GoDaddy confirmed to Krebs that the scam led to a small number of customer domain names being modified earlier this month after a ‘limited number’ of GoDaddy employees fell for a social engineering scam.

How hackers tricked staff

The company spokesperson declined to specify how its employees were tricked into making the unauthorized changes. However, Krebs suggested that it could be a voice phishing or vishing attack where fraudsters succeeded by calling GoDaddy employees and convincing them to use their employee credentials at a fraudulent GoDaddy login page.

Often, hackers pose as IT department employees and claim to help troubleshoot issues with the company’s email or virtual private networking (VPN).
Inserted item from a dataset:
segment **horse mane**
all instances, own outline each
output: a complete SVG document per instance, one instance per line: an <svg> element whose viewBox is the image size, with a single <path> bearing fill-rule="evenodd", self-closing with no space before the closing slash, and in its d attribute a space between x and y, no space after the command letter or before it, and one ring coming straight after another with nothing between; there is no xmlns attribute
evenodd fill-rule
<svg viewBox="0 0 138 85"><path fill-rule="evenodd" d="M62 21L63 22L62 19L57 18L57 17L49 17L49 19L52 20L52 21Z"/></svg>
Their target is to get credentials over the phone or input them manually at a website created by hackers that resembles the organisation’s actual website or VPN portal.

 

According to Mike Kayamori, CEO of Liquid, on November 13, GoDaddy incorrectly transferred control of an account and domain to a malicious actor.

“This gave the actor the ability to change DNS records and in turn, take control of a number of internal email accounts,” Kayamori said in a blog post.

“In due course, the malicious actor was able to partially compromise our infrastructure, and gain access to document storage,”

While Liquid contained the attack and reasserted control of the domain, it said that hackers were able to obtain personal information such as email, name, address and encrypted password.

Besides, NiceHash said the domain was not reachable due to technical issues with domain registrar, GoDaddy that led to unauthorized access to the domain settings, and the DNS records for the NiceHash.com domain were changed.

NiceHash domain’s all systems are fully operational and no emails, passwords, or any personal data were accessed.

This is not the first instance when GoDaddy has been targeted by hackers. In March, a similar voice phishing attack allowed attackers to take over control of at least a half-dozen domain names and in May, GoDaddy revealed that 28000 customers’ web hosting accounts were compromised after a security incident in October 2019.